Sanırım her birimiz, ailesinden veya  arkadaşlarından veya yakınlarından mutlaka “askerlik anısı gibi”, bir “vize alma öyküsü” duymuştur. Hele hele 1980 ve 1990’larda Almanya gibi pek çok ülkeye turizm, iş veya diğer amaçlarla gitmek üzere karar alanlar, pek çok onur kırıcı uygulamaya katlanmayı ve çok büyük bir mücadeleyi de göze almak durumunda olurlardı. Bugün anlıyoruz ki, yola çıkanlar bir bakıma “bir deli dumrul köprüsünden“ geçmenin koşullarını da kabul etmişlerdir. Ankara’da yabancı ülke konsolosluklarının yakınından geçen herkes, konsolosluk önünde günlerce bekleyen, kışları battaniyeler içinde sabahlayan insanları, kalabalık kuyrukları, bu kalabalığa lojistik sağlayan su, simit, pide, meşrubat satanları görür ve bilirdi. Dahası bu durum kanıksanmıştı. Yeni bin yıla girildiğinde, yani iki binli yıllarda çok eski bir yöntem olan randevu sisteminin uygulanmasıyla (ki herhalde en son bu alanda uygulanmaya başlamıştır) hiç de insani olmayan bu uygulamaların bir şekilde düzene girmesi, neyse ki sağlanmıştı. Bu uygulamaları “Türkiye Cumhuriyeti’nin hiçbir vatandaşı” hak etmemişti. Hele hele Akdeniz Üniversitesi öğretim üyesi Prof.Dr. Harun Gümrükçü’nün 2007-2008 yılında seslendirdiği “Vizesiz Avrupa” nın, yani Avrupa’ya vizesiz girişin Türkiye’nin kazanılmış hakkı olduğunu ifade eden söylemleri ve düzenlenen toplantılarda dinlediğim görüşler, yukarıdaki uygulamaların hepsinin keyfi olduğunu göstermekteydi ki, bu gerçekten üzücüydü.
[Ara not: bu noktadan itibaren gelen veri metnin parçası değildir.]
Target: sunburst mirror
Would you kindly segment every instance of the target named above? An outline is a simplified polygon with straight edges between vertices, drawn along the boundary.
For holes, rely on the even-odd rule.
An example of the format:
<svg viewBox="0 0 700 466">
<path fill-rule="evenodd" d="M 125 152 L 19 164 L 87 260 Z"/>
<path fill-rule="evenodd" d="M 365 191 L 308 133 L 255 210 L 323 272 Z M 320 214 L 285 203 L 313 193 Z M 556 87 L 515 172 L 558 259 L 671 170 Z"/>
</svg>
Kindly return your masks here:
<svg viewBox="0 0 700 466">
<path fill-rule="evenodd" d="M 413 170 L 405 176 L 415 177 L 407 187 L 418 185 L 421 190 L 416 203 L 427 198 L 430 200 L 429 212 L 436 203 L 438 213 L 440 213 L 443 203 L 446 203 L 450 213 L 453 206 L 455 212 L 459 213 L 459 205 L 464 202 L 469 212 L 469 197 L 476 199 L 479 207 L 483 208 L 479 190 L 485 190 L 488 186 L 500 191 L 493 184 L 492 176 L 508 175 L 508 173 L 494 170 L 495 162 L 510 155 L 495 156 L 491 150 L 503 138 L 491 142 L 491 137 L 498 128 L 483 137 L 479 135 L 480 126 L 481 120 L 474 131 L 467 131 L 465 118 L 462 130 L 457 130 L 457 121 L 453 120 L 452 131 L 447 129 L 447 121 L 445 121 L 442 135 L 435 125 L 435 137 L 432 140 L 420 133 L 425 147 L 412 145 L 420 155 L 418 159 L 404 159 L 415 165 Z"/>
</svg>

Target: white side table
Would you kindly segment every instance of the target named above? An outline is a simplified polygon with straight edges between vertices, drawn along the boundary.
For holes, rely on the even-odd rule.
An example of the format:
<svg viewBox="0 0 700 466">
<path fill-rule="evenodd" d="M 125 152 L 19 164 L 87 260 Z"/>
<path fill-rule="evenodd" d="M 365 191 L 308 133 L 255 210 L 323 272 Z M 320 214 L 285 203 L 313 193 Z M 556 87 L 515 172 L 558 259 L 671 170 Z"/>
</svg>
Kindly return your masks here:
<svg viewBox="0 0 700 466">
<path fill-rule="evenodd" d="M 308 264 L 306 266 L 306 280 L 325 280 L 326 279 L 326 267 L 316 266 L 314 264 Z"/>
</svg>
 Prof.Dr. Harun Gümrükçü’nün, vizesiz Avrupa konusunda yıllarca önemli mücadele verdiği bilinmektedir.  Özellikle 2008 yılında, binlerce dava sonucunda 52 değişik karar alan Avrupa Birliği Adalet Divanı (ABAD) kararlarının vizesiz Avrupa için yeterli olduğu ve Avrupa Birliğine üye ülkelerin parlamentolarının ABAD kararlarına ters karar çıkaramayacağı da rahatlıkla söylenebilir. Ayrıca sayın Gümrükçü’nün ifadesiyle “AB ülkelerinin Türkiye'nin 'ortaklık hukukunu çiğnemekte mahir olduklarını” belirtmesi ve  Avrupa'nın popülist yaklaşımının ilk meyvesinin ise  “vize” olarak ortaya çıktığını ifade etmesi bir akademisyene ait değerlendirme olması bakımından son derece önemlidir.   Vize uygulaması 1980'lerde ilk olarak Almanya ve sonrasında Fransa, Hollanda, Belçika ve diğer AB ülkeleri tarafından başlamış, daha sonra tüm ülkelerde yaygınlaşmıştır. Bugün 100’den fazla ülke Türkiye’ye halen vize uygulamaya devam etmektedir.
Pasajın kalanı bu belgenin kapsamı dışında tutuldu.